Нет, ничего не изменилось. Володя помнит — и раньше, ласкаясь, называл ее печеным яблоком. Она всегда была морщинистой, ходила частыми шажками и тихонько смеялась, — он ее другой никогда и не знал.
— Ласков ты, Володюшка! Много грехов с тебя за ласковость скинется.
— Бабушка, кто мне грехи скидывать будет?
— Да хоть бы я! Хотела пожурить, что опоздал к обеду, а, пожалуй, прощу.
Пока он умывался, она подала на стол обед и села у плиты.
— О чем ты все думаешь, бабушка?
— О старости своей.
— Интерес большой думать о старости! Ты не старая, бабушка. Ты всю жизнь такая!
— Потешник ты, Володюшка! Ан нет, было время — была не такой. В молодые годы люди заглядывались. Сама-то я о своей красоте не догадывалась, а люди замечали. Дед твой, Федор Потапов, птахой меня называл. Певуньей и вправду была я. Все-то пою. С чего пою, сама не знаю. С молодости, видно. Теперь бы, по жизни, и петь, да годы не дают.
Бабушка рассказывала свою жизнь, словно длинную сказку.
— Сказывать, что ли?
— Давай, бабушка, давай говори.
— Не знаю, угожу ли нынче тебе. Невеселое вспомнилось… Слушай. Ну вот. Поженились мы с твоим дедом и зажили. После свадьбы нас в фабричную казарму вселили, угол дали у порога в артельной каморке. Возле окна жила семья из шести душ — муж, жена да четверо ребятишек; мы от них занавеской отгорожены. Я свой угол прибрала, украсила: набила к стене над кроватью картинок, стол прикрыла скатеркой, наломала осеннего клену, поставила в крынку — всю зиму он у нас красным пожаром горел.

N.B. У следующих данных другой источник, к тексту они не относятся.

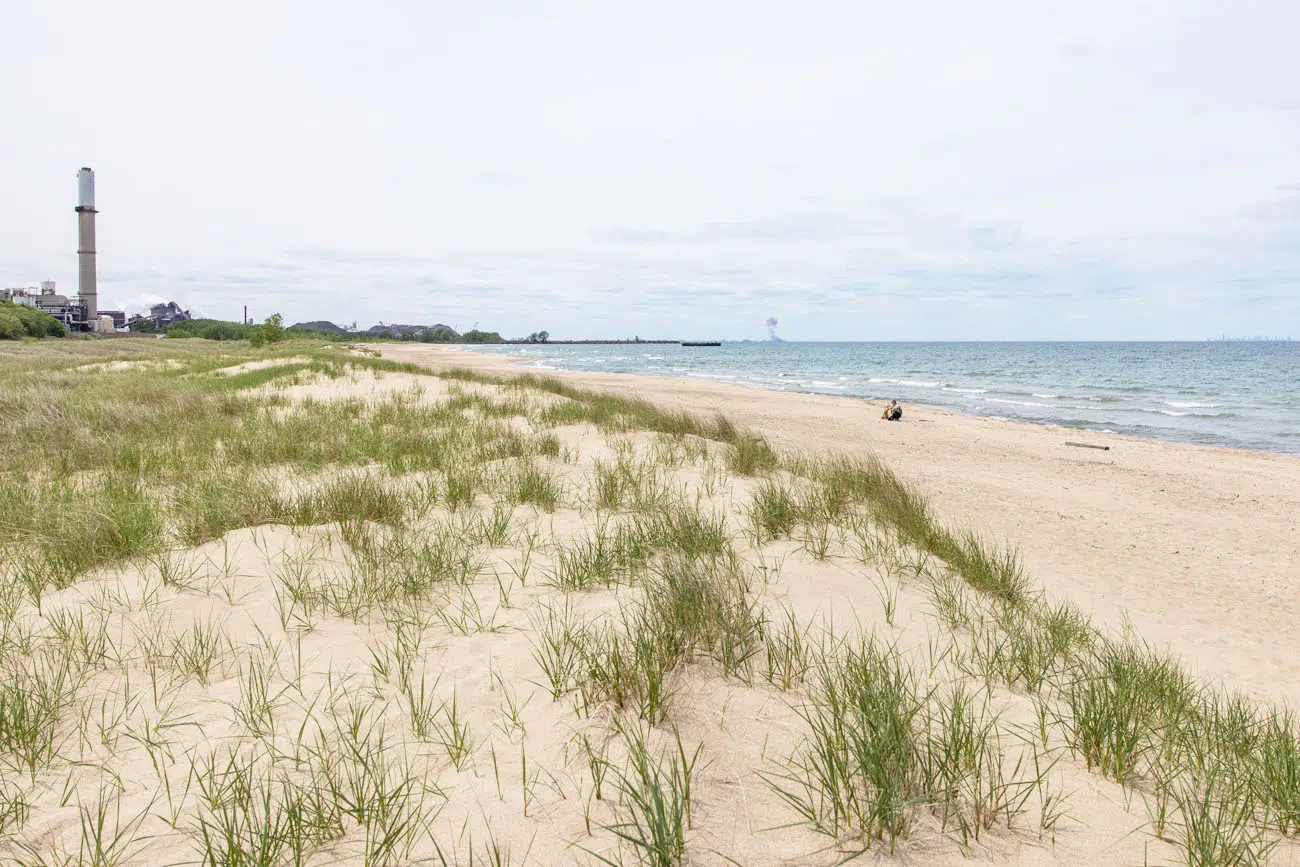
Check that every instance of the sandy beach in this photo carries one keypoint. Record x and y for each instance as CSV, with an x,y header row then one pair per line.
x,y
1199,546
385,606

В других семьях муж с нужды да с вина на второй месяц после свадьбы жену «учить» возьмется, а меня Федор не то что пальцем — словом ни разу не обидел.
Только, видно, счастье с несчастьем двор о двор живут.

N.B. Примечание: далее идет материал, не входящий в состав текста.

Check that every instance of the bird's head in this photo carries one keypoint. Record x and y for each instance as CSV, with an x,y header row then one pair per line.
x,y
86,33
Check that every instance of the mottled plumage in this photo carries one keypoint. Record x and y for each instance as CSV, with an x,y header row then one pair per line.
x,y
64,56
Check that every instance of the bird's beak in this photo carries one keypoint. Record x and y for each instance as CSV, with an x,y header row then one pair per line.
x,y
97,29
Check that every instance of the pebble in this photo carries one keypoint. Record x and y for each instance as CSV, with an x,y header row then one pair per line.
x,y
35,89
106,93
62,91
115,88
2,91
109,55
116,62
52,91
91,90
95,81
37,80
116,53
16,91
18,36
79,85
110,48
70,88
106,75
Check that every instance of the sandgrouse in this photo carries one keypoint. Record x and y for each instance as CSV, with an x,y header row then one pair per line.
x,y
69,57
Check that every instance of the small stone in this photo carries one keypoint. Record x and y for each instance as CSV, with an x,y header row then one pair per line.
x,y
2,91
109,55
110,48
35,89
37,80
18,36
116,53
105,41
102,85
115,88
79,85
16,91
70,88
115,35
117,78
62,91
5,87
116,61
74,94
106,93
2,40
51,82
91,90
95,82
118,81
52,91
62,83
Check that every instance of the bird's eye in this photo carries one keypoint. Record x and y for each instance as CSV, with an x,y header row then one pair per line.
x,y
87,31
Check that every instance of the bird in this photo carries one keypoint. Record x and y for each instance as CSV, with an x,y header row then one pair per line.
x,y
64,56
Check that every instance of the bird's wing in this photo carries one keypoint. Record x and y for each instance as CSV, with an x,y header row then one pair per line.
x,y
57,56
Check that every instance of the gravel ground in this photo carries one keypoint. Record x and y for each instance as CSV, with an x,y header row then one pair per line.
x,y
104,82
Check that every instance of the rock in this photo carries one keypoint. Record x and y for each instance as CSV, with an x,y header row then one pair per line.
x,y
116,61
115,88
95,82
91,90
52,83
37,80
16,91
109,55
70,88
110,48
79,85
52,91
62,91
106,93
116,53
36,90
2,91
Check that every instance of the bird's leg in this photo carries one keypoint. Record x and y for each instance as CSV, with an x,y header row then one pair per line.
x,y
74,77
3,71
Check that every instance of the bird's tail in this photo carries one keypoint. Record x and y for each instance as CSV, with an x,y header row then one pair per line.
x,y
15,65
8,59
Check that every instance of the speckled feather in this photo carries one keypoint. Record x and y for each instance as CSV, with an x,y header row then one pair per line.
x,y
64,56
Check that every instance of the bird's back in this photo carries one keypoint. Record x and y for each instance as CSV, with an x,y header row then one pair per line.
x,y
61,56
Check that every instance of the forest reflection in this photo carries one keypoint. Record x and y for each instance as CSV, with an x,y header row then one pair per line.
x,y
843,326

В сновальной у Федора мастер был зверь. Раз твой дед дерзко с ним поговорил, и привязалась с той поры к нам беда.
Пошли угрозы да штрафы. Мастер в цеху так коршуном вокруг Феди и вьется, клюет и клюет ни за что. Вижу, стал мой Федор задумываться.
Дожидаемся пасхи. В те времена был обычай: на пасху отпускали рабочих гулять. Гуляйте всю святую Христову неделю, да только за свой счет. Иные многосемейные воем выли, идучи в этот «отпуск». Мы — ладно, вдвоем. Как-нибудь перетерпим. Боимся одного: не вызвали бы Федю в контору. В контору пригласят — получай вместе с отпуском паспорт. Паспорт на руки выдан — иди, батюшка, на все четыре стороны. Отработал. Кабы Федю уволили, и мне с фабрики прочь. Жена в мужнин паспорт записана. Его долой, и ее долой.
Нет, однако, не уволили Федю. Таким работникам, каков твой дед, Володюшка, был, по нынешним временам Героев дают…
Оставили, значит. Мастер хвалится: «Моей милостью держишься, Федька!»
Федор только зубами скрипнул. С того времени вовсе стал он задумчив. Вечерами начал куда-то похаживать. Мне и невдомек, что Федор занялся политикой.
Ничего я не понимала в ту пору. Федор из дому — я в слезы. Рушится, думаю, жизнь. Ну вот. Прошел год после свадьбы. Взбрело мне в голову к годовщине какой-никакой подарок Феде подарить. А из получки и копейки не выкроишь.
Дай-ка, думаю, наберу земляники да на губернаторскую кухню снесу. А почему про губернатора вспомнила? В поварах у него жил наш деревенский земляк, Елисей Захарыч. Губернаторы менялись — Елисей Захарыч бессменно при кухне состоял главным поваром.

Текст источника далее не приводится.